Saudi Arabia and Kuwait will resume joint production at two oilfields from a shared neutral zone between the countries, according to Bloomberg, ending a five-year dispute that sidelined production from the area.
The onshore Wafra and offshore Khafji fields located along the border between Saudi Arabia and Kuwait can pump about 500,000 barrels a day — more than the production of each of the three smallest members of the Organization of Petroleum Exporting Countries last month, Bloomberg reports.
The Arabian Oil Company discovered the Khafji oil field in 1960. After the discovery of oil in the area, a permanent demarcation of the neutral zone between Kuwait and Saudi Arabia was established, with Khafji formally located within Saudi Arabia. However, the agreement concluded that both states would still maintain joint rights to all natural resources within the designated neutral zone.

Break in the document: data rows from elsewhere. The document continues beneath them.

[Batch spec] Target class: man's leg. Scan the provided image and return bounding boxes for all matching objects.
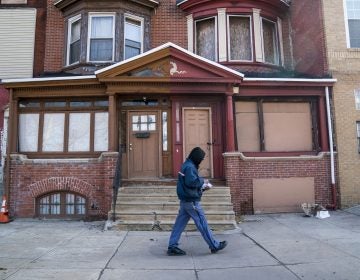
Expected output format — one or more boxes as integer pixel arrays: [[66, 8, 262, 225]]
[[169, 201, 191, 248], [186, 202, 220, 250]]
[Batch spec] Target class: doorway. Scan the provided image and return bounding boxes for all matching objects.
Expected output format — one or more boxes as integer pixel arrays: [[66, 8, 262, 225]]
[[128, 111, 160, 179]]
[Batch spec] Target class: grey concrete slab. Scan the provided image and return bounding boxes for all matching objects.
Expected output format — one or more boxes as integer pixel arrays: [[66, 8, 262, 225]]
[[101, 269, 197, 280], [189, 234, 279, 269], [198, 266, 299, 280], [25, 247, 115, 269], [288, 258, 360, 280], [108, 233, 194, 270], [6, 269, 101, 280]]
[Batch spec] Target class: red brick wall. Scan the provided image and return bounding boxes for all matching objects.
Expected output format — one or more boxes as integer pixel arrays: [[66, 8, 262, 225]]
[[224, 154, 333, 215], [151, 0, 187, 49], [290, 0, 328, 76], [9, 153, 117, 219]]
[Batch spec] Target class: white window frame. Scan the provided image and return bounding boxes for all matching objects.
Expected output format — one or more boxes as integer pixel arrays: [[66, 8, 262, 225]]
[[86, 13, 116, 63], [343, 0, 360, 49], [66, 15, 81, 65], [354, 88, 360, 110], [227, 15, 254, 62], [123, 14, 144, 59], [260, 17, 281, 66], [194, 16, 219, 61]]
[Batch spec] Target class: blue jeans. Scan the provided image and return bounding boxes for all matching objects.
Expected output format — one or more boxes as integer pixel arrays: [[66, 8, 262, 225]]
[[169, 201, 219, 250]]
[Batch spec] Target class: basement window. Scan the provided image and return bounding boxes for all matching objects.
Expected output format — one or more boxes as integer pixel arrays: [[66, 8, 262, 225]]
[[37, 192, 86, 218]]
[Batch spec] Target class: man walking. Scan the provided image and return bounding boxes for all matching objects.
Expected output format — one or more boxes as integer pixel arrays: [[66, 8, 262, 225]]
[[167, 147, 227, 256]]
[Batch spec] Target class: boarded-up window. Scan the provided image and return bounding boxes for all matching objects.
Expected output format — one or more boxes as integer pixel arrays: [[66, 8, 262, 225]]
[[235, 102, 260, 152], [228, 16, 252, 60], [262, 19, 279, 64], [0, 9, 36, 80], [196, 18, 216, 61], [263, 102, 312, 152]]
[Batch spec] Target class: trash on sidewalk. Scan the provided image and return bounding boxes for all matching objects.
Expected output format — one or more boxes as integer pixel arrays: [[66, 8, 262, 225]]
[[301, 202, 330, 219]]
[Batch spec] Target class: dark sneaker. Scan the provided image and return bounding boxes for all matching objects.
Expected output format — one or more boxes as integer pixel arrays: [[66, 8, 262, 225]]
[[167, 247, 186, 256], [211, 241, 227, 254]]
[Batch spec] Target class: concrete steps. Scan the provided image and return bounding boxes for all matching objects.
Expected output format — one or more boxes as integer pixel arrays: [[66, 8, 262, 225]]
[[109, 182, 236, 230]]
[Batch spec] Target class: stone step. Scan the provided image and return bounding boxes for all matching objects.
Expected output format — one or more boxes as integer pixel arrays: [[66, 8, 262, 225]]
[[115, 210, 235, 223], [113, 220, 237, 231], [119, 186, 230, 196], [115, 201, 233, 213]]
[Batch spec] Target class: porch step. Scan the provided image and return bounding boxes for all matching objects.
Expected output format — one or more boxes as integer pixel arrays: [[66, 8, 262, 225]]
[[109, 182, 236, 230]]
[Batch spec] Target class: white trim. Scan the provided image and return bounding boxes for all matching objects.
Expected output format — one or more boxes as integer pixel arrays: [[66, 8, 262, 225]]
[[1, 75, 96, 84], [227, 14, 254, 62], [244, 78, 337, 83], [95, 42, 244, 78], [194, 16, 219, 61], [86, 12, 116, 63], [66, 14, 81, 66], [123, 14, 144, 58]]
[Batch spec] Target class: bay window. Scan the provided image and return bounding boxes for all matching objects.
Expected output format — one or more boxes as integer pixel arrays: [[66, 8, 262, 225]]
[[67, 16, 81, 65], [262, 19, 280, 65], [228, 16, 253, 61], [345, 0, 360, 48], [195, 17, 217, 61], [88, 14, 115, 62], [18, 100, 108, 155], [124, 16, 143, 59]]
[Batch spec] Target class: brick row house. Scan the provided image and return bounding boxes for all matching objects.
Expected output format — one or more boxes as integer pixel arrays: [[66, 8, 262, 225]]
[[3, 0, 339, 223], [323, 0, 360, 207]]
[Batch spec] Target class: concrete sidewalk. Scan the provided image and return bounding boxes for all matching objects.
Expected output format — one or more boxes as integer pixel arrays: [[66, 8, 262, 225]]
[[0, 208, 360, 280]]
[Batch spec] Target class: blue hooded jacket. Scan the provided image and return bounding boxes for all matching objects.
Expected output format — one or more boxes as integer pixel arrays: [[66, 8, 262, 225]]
[[176, 158, 204, 202]]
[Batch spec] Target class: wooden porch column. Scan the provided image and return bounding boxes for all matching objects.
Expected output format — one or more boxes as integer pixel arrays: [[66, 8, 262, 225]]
[[109, 93, 117, 152], [319, 95, 330, 152], [226, 92, 235, 152]]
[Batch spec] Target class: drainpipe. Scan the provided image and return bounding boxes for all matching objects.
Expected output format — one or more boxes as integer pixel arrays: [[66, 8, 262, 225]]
[[325, 86, 337, 210]]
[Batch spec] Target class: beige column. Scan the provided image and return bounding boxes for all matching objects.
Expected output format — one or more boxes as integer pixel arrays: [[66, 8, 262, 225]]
[[253, 9, 264, 62], [186, 15, 194, 53], [218, 8, 227, 62]]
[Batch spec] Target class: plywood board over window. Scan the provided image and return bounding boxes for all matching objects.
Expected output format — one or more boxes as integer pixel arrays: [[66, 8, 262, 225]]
[[263, 102, 312, 152], [235, 101, 260, 152], [0, 0, 27, 4]]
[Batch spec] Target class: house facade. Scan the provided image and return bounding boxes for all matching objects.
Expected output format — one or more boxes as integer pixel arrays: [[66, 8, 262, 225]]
[[3, 0, 339, 222], [323, 0, 360, 207]]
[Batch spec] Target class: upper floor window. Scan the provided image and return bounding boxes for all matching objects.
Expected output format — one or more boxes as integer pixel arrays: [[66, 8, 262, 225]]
[[124, 16, 143, 59], [262, 19, 279, 65], [354, 89, 360, 110], [88, 14, 115, 62], [67, 16, 81, 65], [228, 16, 253, 61], [346, 0, 360, 48], [195, 17, 217, 61]]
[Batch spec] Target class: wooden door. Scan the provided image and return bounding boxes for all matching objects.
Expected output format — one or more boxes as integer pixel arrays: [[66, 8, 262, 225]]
[[183, 108, 213, 177], [128, 111, 160, 178]]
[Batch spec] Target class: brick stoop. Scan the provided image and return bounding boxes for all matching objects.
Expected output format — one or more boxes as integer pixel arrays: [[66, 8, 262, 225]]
[[109, 181, 236, 231]]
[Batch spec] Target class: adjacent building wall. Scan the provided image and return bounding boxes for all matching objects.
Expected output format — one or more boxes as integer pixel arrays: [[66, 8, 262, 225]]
[[322, 0, 360, 208]]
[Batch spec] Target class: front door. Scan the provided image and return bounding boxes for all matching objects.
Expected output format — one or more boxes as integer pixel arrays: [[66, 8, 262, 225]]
[[128, 111, 160, 178], [183, 108, 213, 177]]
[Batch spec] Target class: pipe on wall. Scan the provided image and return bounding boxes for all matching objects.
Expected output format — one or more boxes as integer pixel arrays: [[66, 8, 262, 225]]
[[325, 86, 337, 210]]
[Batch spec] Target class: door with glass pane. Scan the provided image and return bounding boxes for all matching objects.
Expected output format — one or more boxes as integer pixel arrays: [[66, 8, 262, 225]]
[[128, 111, 160, 178]]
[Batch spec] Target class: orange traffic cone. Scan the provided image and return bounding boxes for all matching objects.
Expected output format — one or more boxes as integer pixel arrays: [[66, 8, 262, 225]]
[[0, 195, 10, 223]]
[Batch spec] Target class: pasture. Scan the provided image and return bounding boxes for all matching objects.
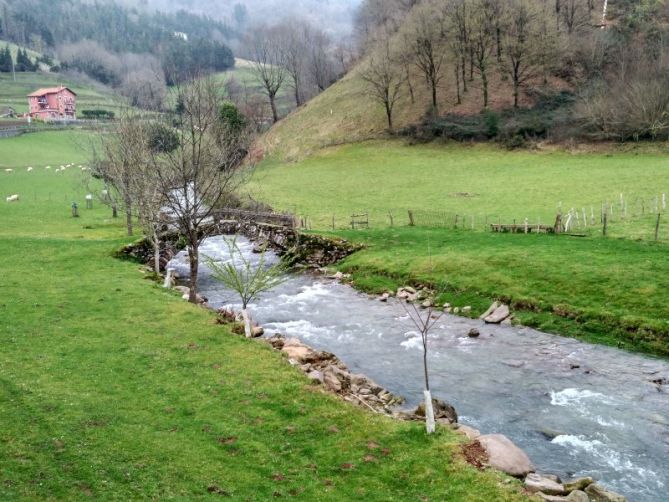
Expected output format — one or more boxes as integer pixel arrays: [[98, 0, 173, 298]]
[[249, 141, 669, 356], [0, 133, 525, 502]]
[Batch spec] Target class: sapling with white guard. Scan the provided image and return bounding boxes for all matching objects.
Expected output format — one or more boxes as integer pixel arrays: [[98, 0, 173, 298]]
[[205, 238, 288, 338], [400, 301, 444, 434]]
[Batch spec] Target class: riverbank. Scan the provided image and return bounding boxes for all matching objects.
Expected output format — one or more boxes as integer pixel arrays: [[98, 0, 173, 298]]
[[0, 163, 526, 502], [312, 227, 669, 358]]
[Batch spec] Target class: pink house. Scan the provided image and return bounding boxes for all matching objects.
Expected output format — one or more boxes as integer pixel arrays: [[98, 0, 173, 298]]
[[28, 86, 77, 120]]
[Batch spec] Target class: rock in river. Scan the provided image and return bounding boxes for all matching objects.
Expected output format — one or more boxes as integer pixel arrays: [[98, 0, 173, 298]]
[[478, 434, 534, 478]]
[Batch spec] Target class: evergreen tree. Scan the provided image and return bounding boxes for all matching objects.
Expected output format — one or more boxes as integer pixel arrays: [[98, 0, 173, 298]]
[[0, 46, 12, 73]]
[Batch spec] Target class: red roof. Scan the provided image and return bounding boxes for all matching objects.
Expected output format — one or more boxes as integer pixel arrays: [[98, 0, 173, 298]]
[[28, 85, 77, 98]]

Kuwait and Saudi Arabia ended a five-year dispute over the border area, allowing production to resume at two jointly run fields that can pump up to 0.5% of the world’s oil supply.
According to Reuters, Chevron has begun preparations to restart production at the Wafra oilfield. The company “has now embarked on a series of pre-startup activity, which includes efforts to ensure its workforce is ready to safely restart operations and then production,” Sally Jones, a company spokeswoman, said in a statement Thursday in response to the resumption of the Wafra field.
Saudi Energy Minister Prince Abdulaziz bin Salman told Reuters in December that new production from the oilfields would not affect the countries’ commitments under an agreement between OPEC and other producing nations including Russia, known as OPEC+, to curtail global output.